Report: Some windswell out there today with onshore winds. Rideable, but most will probably choose to batten down the hatches in preparation for Sandy.
Prediction: Sandy has been downgraded to a Tropical Storm, but don’t let that fool you into thinking we are out of the woods yet. She will meet and hybridize with a developing noreaster/area of low pressure, barometric pressure is expected to bomb-out, and the hybrid storm is expected to get drawn back towards the mid-Atlantic coast, pushing a big storm surge ahead of her landfall. The fact that her arrival coincides with a lunar high tide is going to exacerbate the surge. The exact location of landfall is not clear, but most likely somewhere between DelMarVa and Long Island/Rhode Island. Areas at and just to the north of the eye will likely see the worst winds and flooding, but this will be a (dimensionally) big storm so areas between Virgina and southern New England will likely be significantly affected.

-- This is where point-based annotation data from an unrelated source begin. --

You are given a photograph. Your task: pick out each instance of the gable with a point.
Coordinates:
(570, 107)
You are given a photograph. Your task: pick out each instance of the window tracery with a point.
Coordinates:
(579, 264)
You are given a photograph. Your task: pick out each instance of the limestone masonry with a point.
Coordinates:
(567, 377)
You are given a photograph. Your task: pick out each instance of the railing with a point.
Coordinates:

Don’t be fooled into thinking that just because you made it through Irene relatively unscathed that Sandy will be equally painless; this is a whole different track, approach, setup, dynamic, etc. Evacuations of low coastal areas are recommended and may very well become mandatory as there is no comparison between the two storms and Sandy may prove to be many times the storm that Irene ever hoped to be.
Extended Forecast: As the storm moves inland, areas to the south of the center-of-rotation landfall zone will be the first to see offshore winds, followed by areas at and north of it. Expect strong offshore winds to beat down the swell rather quickly, and be aware of dangerous conditions and debris as flooded-out areas and back-bays empty their contents back into the ocean. For that reason, surfing post-storm is not advised and you should consider yourself one against nature if you choose to enter the water (which should always be your attitude, but especially in this case).